A adesão dos brasileiros à vacinação contra a Covid-19 tem permitido que o país avance no controle da pandemia. Além de tomar a primeira e a segunda dose, eles também querem uma terceira injeção para manter a proteção contra a Covid-19.

De acordo com um estudo do Centro de Pesquisa em Comunicação Política e Saúde Pública da Universidade de Brasília (CPS-UnB) e do Instituto Brasileiro de Pesquisa e Análise de Dados (IBPAD), 88% das pessoas que já tomaram uma ou duas doses da vacina pretendem tomar a dose de reforço.

Dentro desse percentual, 36% afirmaram que tomariam qualquer uma das marcas de imunizante disponíveis no país, mesmo que pudessem escolher. Em contrapartida, 28% preferem a Pfizer, 19%, a Astrazeneca, 9%, Jansen, e 8%, Coronavac.

Os resultados do levantamento constam no último relatório da pesquisa Saúde Brasil. Para a realização da pesquisa, foram entrevistadas cerca de mil pessoas entre 29 de setembro e 8 de outubro.

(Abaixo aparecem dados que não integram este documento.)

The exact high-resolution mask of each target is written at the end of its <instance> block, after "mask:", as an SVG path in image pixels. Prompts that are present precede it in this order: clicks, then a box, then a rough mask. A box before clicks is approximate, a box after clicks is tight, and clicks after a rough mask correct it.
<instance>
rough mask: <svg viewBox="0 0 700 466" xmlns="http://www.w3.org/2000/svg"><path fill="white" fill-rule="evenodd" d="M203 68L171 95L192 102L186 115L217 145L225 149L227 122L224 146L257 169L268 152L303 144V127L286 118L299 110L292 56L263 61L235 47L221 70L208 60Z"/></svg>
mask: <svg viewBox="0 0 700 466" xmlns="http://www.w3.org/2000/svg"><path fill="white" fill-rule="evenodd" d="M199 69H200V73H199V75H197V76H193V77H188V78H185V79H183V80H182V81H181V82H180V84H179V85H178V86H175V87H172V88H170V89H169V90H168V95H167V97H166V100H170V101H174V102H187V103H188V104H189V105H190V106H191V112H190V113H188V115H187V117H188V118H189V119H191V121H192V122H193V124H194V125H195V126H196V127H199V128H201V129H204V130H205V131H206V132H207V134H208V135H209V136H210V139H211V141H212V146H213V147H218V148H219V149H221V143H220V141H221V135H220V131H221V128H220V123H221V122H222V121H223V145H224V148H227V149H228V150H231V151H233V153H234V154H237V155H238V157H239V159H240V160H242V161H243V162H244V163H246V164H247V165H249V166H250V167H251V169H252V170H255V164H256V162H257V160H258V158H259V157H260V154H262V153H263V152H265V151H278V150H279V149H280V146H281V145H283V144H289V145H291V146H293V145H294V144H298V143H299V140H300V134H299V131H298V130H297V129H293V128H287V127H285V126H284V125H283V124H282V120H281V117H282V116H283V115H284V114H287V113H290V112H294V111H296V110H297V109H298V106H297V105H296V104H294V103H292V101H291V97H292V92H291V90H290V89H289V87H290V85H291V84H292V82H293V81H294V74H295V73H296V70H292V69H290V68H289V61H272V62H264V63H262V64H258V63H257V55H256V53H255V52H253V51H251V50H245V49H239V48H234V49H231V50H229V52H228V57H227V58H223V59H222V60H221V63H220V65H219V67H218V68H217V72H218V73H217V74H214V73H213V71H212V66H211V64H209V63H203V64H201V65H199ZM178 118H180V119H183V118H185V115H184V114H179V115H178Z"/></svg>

Entre as razões apontadas pelos entrevistados para terem tomado o imunizante, 79% têm confiança e acreditam na segurança da vacina. Outros 57% tomaram para poder viajar e sair com segurança, 25%, por insistência da família e 3%, dos amigos.

Não vacinados

A pesquisa mostrou também os motivos que levaram as pessoas a não se vacinarem. Entre os 9% da população não vacinada, 28% não acreditam que o imunizante é seguro, 20% têm medo das reações, mesmo percentual de quem acha que não é eficaz e 2% acreditam que o imunizante é um chip que vai alterar o seu código génetico.

Entre os que não receberam nenhuma dose contra a Covid-19, 26% consideram que não há nenhuma chance de virem a se imunizar, 23% afirmaram ter pouca chance, 25%, alguma chance e 24% muita chance.